FDK. More or less the first 15, 18 months. They used it as an in-service training opportunity. They relied heavily on our advice with regard to good government, of how do you govern, of the Cabinet system. I really never had any problem when I chaired the Cabinet of my authority as chairman being accepted. I quite often settled disputes between ANC ministers from the chair when I chaired Cabinet and, as you know, Mbeki and I chaired on an alternative basis, on a rotating basis. It worked very well and on policy we were really able to get consensus decisions. We were listened to, we were accommodated on serious concerns, compromises were negotiated within the Cabinet and at Cabinet committee meetings but then the ANC gradually became more sure of themselves and became more, in growing terms, adamant that because they were the majority, yes we can have our say but if we can't convince them there the decision will fall and that is where the tension really started to build up, and then expected from us to defend that decision even though we opposed it within Cabinet especially from us. They didn't mind if Buthelezi disagreed in Cabinet and then went to KZN and made a scathing attack but when I did it they said, "But you're Deputy President and as Deputy President you must defend what the Cabinet does decide." That is where a lot of tension between me and Mandela, and between us and the ANC, built up which erupted at times as I describe in my autobiography, into us almost leaving at an earlier stage than we did leave in the end.

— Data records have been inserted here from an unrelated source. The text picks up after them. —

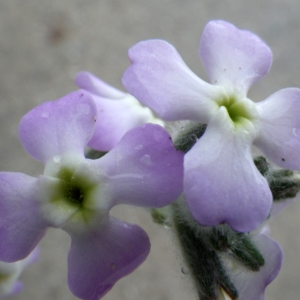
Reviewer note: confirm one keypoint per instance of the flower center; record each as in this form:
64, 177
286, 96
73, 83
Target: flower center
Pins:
239, 111
73, 197
74, 190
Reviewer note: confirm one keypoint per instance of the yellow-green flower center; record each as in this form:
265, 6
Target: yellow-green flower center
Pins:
74, 192
239, 111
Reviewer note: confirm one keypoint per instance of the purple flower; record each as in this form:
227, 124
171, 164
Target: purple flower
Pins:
251, 285
118, 112
221, 182
76, 194
10, 273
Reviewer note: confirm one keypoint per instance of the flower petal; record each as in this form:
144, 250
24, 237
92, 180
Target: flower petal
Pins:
115, 118
144, 169
221, 182
56, 127
10, 273
89, 82
251, 285
233, 57
98, 259
160, 79
279, 137
21, 224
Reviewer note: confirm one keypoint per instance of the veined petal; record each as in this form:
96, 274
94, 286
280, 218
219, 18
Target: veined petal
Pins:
233, 57
160, 79
97, 260
59, 127
144, 169
279, 136
115, 118
89, 82
21, 224
221, 182
10, 272
251, 285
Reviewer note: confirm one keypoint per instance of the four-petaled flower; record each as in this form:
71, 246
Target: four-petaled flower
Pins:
221, 182
117, 111
76, 194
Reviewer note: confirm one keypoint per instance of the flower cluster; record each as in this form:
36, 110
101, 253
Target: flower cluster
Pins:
219, 194
221, 182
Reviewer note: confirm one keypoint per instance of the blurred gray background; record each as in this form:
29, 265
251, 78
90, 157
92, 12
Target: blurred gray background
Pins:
43, 44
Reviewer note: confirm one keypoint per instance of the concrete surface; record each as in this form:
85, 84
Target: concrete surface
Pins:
42, 46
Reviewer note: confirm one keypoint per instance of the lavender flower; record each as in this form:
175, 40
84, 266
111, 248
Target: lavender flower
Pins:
221, 182
76, 194
118, 112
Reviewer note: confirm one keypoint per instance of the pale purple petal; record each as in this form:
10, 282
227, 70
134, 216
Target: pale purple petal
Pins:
233, 57
279, 137
59, 127
100, 258
18, 286
21, 224
115, 118
251, 285
221, 182
160, 79
89, 82
144, 169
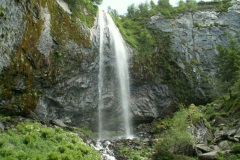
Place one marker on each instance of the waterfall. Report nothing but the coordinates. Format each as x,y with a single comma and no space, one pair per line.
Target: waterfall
118,48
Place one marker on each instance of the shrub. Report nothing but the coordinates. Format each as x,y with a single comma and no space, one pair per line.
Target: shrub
176,140
41,142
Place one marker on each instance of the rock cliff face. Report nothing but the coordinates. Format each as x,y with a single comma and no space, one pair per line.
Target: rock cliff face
195,37
49,61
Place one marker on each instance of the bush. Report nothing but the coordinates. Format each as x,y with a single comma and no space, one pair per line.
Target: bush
41,142
176,140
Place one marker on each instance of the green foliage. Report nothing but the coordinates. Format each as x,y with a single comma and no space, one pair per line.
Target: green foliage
36,141
176,140
4,118
2,12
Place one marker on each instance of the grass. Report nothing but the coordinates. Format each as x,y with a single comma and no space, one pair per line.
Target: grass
35,141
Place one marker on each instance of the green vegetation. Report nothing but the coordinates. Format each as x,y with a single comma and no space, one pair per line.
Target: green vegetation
2,12
35,141
175,141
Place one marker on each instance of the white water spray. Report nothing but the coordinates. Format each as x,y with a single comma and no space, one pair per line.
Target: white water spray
121,55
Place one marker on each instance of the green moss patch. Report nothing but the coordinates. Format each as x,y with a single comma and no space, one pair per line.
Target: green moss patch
35,141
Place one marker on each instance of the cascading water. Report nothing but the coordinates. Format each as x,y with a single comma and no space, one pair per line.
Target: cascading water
117,45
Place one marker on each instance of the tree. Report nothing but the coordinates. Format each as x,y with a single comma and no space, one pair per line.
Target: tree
97,2
131,11
164,4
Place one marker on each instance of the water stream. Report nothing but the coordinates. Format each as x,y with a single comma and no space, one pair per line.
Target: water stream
117,45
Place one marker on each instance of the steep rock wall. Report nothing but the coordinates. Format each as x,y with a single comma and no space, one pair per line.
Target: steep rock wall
49,62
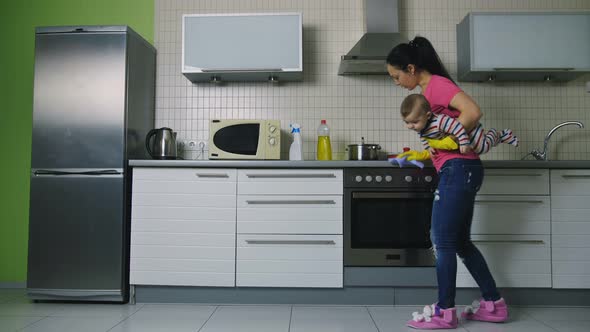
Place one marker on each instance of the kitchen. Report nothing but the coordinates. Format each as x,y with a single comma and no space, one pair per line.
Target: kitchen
355,106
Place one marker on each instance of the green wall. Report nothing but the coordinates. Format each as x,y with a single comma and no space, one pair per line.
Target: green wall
17,27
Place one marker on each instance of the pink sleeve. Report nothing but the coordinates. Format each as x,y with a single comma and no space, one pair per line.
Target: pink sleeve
443,90
439,93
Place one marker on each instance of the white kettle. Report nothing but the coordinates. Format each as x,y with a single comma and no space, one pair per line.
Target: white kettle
163,146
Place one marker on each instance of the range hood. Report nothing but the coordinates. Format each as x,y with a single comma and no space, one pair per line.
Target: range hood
368,56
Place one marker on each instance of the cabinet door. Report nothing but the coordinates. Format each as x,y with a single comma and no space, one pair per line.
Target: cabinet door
289,260
514,260
183,227
570,228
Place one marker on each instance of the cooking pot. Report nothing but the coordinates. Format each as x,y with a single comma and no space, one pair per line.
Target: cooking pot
163,146
363,151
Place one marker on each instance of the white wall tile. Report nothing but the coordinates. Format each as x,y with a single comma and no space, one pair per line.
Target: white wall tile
362,106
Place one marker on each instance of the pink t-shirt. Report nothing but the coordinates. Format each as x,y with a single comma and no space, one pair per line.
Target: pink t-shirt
439,92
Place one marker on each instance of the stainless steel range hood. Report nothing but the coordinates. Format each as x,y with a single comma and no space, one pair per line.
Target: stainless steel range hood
368,56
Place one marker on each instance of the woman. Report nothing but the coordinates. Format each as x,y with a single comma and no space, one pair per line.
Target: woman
460,176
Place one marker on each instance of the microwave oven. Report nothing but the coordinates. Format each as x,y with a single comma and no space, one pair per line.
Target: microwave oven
244,139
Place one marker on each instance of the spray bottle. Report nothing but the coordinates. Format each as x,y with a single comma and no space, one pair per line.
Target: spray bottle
296,149
324,151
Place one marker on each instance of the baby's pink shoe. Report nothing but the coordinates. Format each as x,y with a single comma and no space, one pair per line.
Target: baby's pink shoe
487,311
434,318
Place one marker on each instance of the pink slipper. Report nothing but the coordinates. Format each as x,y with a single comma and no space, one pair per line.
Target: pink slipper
487,311
434,318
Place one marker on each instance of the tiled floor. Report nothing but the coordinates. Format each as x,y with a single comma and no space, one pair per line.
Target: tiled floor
17,313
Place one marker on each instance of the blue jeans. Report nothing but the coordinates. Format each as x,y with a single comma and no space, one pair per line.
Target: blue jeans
452,211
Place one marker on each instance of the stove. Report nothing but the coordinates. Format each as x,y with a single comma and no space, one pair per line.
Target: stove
387,213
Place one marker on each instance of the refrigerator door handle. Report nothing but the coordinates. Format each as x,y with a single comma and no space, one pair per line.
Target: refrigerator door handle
81,172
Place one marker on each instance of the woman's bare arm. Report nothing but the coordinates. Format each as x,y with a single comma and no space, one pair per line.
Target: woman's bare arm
470,112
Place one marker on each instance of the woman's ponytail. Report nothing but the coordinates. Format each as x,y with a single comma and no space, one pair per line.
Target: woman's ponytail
419,52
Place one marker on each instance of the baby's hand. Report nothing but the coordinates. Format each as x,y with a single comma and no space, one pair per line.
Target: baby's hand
464,149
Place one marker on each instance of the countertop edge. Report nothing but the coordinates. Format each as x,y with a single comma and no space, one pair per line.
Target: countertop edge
551,164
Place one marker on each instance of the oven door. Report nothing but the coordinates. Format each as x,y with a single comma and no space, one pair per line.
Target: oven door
387,228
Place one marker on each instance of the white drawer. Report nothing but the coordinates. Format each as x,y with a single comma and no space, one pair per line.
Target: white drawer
290,182
215,181
182,213
514,260
289,260
508,214
290,214
167,278
571,182
515,182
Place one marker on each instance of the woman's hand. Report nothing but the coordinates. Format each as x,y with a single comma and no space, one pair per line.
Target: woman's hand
470,112
446,143
415,155
464,149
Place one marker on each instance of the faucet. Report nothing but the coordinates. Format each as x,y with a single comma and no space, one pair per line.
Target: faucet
542,155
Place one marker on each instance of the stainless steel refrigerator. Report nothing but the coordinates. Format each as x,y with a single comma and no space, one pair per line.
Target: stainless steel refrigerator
94,93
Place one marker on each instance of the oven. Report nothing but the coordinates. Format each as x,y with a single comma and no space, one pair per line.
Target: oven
387,214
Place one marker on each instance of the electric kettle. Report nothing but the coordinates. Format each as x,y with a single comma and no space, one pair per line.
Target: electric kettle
163,146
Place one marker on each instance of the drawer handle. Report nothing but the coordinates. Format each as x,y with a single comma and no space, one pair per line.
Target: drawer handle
220,175
515,201
293,202
530,174
291,176
510,241
326,242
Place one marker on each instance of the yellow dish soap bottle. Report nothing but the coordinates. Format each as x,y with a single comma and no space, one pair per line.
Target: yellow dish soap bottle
324,151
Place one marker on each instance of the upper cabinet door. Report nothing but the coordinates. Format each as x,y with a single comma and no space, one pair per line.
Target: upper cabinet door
523,46
242,47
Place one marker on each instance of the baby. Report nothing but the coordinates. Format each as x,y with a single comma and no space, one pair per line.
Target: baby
415,111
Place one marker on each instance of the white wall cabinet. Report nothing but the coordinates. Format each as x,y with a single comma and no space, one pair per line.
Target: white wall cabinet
511,227
521,46
183,227
289,226
242,47
570,226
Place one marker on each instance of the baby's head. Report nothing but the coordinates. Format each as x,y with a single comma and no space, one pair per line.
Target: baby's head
415,111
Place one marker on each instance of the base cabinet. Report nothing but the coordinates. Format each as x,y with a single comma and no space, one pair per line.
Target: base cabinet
511,227
228,227
289,260
183,227
289,227
514,260
570,228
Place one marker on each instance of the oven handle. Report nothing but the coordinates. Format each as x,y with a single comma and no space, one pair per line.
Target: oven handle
391,195
326,242
331,201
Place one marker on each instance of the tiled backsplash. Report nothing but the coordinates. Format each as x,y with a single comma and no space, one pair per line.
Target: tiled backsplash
361,106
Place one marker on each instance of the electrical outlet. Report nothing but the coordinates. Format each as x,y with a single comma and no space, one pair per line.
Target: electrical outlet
194,145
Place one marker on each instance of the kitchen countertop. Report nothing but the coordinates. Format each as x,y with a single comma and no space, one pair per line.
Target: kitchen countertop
552,164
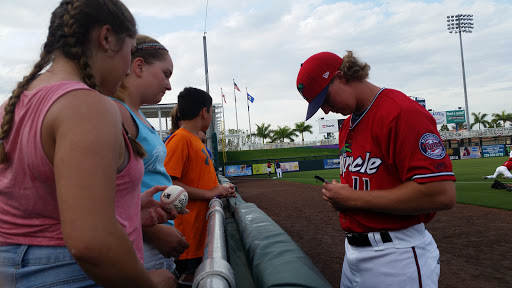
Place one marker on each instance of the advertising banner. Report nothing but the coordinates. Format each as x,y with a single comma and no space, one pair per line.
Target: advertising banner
455,116
289,166
453,153
493,150
331,163
238,170
262,168
470,152
328,126
439,116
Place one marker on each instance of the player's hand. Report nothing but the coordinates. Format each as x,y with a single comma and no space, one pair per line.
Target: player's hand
151,211
336,195
231,189
163,278
219,191
167,240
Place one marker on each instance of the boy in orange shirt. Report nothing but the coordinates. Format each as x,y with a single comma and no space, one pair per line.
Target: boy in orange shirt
189,165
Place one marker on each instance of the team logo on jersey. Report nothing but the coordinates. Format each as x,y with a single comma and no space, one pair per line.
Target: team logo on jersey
364,165
345,149
301,90
432,146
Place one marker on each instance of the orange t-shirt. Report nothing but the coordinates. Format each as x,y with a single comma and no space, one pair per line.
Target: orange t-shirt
188,160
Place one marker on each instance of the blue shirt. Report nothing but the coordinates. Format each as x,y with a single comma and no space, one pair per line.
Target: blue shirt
154,170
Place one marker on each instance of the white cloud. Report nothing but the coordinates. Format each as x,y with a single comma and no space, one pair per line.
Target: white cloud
261,44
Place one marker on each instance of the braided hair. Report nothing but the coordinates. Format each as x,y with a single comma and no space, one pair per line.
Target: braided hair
70,27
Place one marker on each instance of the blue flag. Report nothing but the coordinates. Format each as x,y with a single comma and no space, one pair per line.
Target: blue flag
250,98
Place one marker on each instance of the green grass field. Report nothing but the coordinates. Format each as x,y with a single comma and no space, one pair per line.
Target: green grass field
471,189
270,154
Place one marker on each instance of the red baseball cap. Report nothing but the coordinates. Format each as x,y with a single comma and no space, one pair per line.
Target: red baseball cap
314,77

. The concept of seeking consensus there and of fighting it out there and reaching a consensus which we all then would defend worked very well in the beginning but towards the end, because of their overwhelming numbers, started to fall apart. I also criticised some of my ministers because they did not always effectively use the opportunity which we had to oppose and almost demand consensus within the Cabinet and some of them, I think, are quite cross with me because I criticised them in that way. Instead of them putting up the fight and leaving it to me to make the peace they sat back and I had to put up the fight in order to keep my party happy that we are pursuing our goals there, also there where we sit in Cabinet.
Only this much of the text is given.